Last month, Mayor Freddie O’Connell introduced his $3.27 billion budget. It’s largely unchanged from the prior year’s spending plan — a result of projected flat tax revenues. This led O’Connell to ask Metro departments to reduce their spending by 1.4%.
Porterfield’s substitute budget — which, if the council votes to approve, will go into effect instead of the mayor’s — leaves the 1.4% reduction in place. However, it does make a series of changes.
One of those alterations is the cost-of-living adjustment for Metro employees’ salaries. O’Connell had proposed a 3.5% adjustment, which Porterfield’s amendment boosts to 4%. For someone earning $60,000 per year, that’s an additional $2,400. Despite the increase, the adjustment does not reach the 5% increase that many city staffers asked for during the recent budget public hearing.
There’s also funding for the Varsity Spending Plan — a concept put forth by the Southern Movement Committee, requesting $2 million to establish restorative justice programming in community centers and schools, as well as for the creation of a new “Office of Youth Safety.” Porterfield has allocated $1 million — again, less than what they wanted, but more than what is allocated in the mayor’s plan.
$300,000 has also been granted for Councilmember Sandra Sepulveda’s proposed contract and compliance board. The board would take a closer look at worker safety and wage theft on Metro construction sites.
All three items were major talking points during the budget public hearing earlier this month. Porterfield has also included funding for a number of other projects. Those include:
- $1 million in indigent defense through the Public Defender’s Office
- $750,000 to expand the Responders Engaged and Committed to Help (REACH) program, a non-police response to mental health calls
- $400,000 for an equity study at Metro Arts
- $200,000 for a countywide childcare study
Porterfield described her substitute budget as applying an “equity lens” during an especially tough year:
“In a year where we had flat revenues, where we had inflation, where we had to get additional money to answer for schools,” Porterfield said. “In that year we were still able to do an equitable, people-centric budget, without the reduction of city services.”
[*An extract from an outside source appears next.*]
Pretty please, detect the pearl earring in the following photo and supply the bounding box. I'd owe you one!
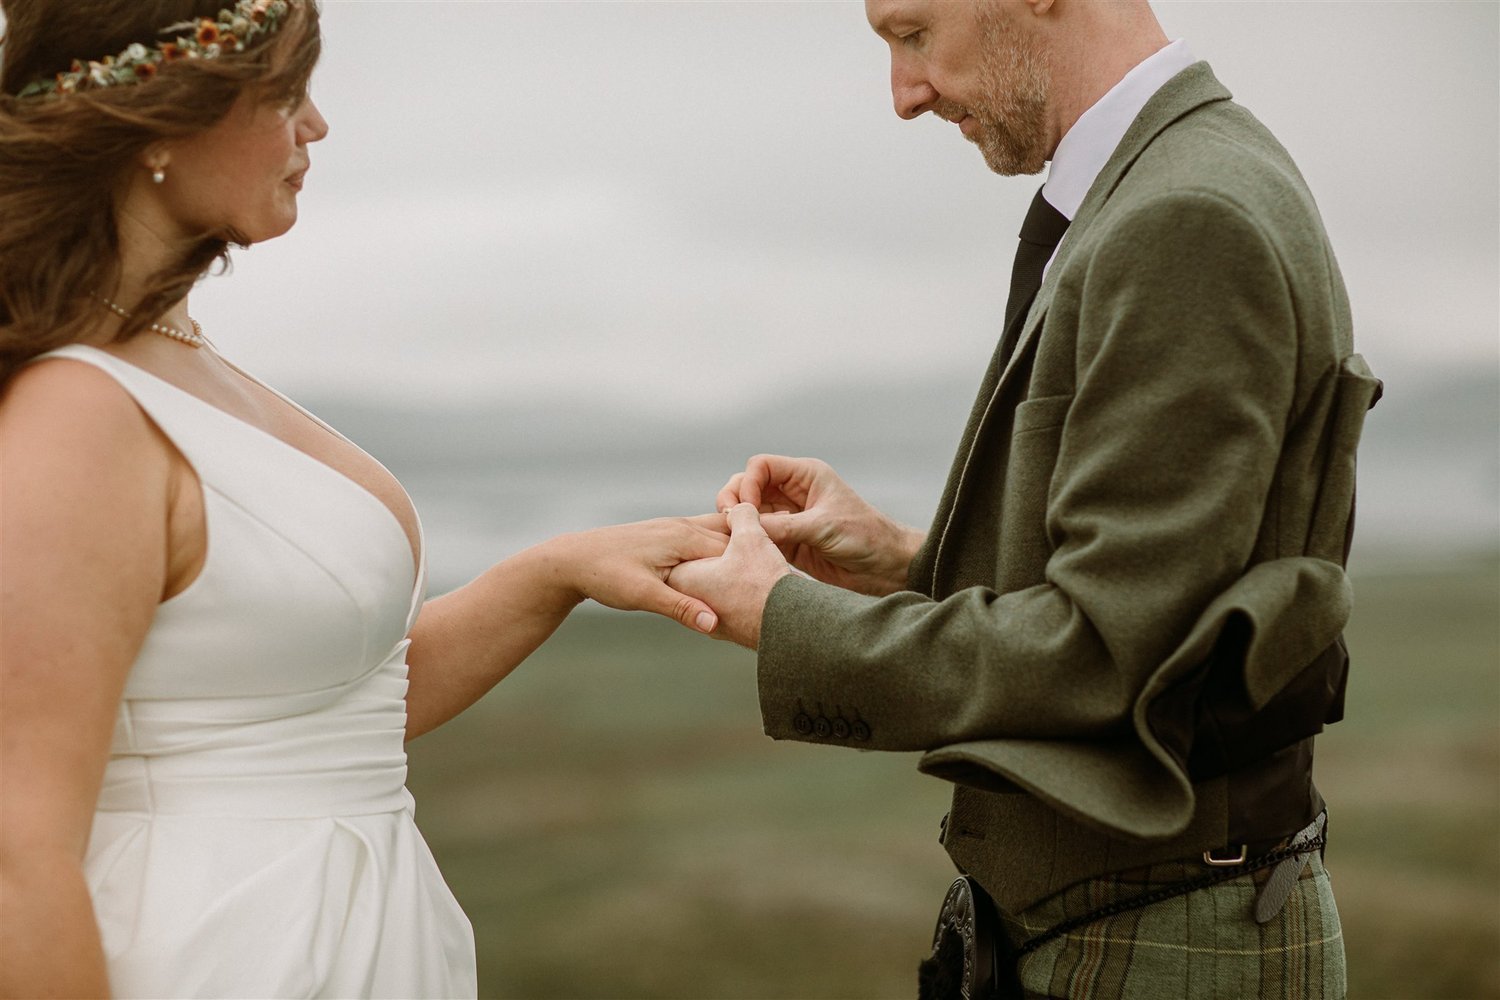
[151,168,166,185]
When the council adjusts the budget, they do have to make trims elsewhere. Porterfield’s spending plan finds savings by cutting from various funds — like the 4% reserve, judgments and losses, and the self-insured liability funds — as well as by delaying hiring until October for the newly proposed positions.
The council will be considering these trade-offs when the budget is up for its third and final reading next Tuesday.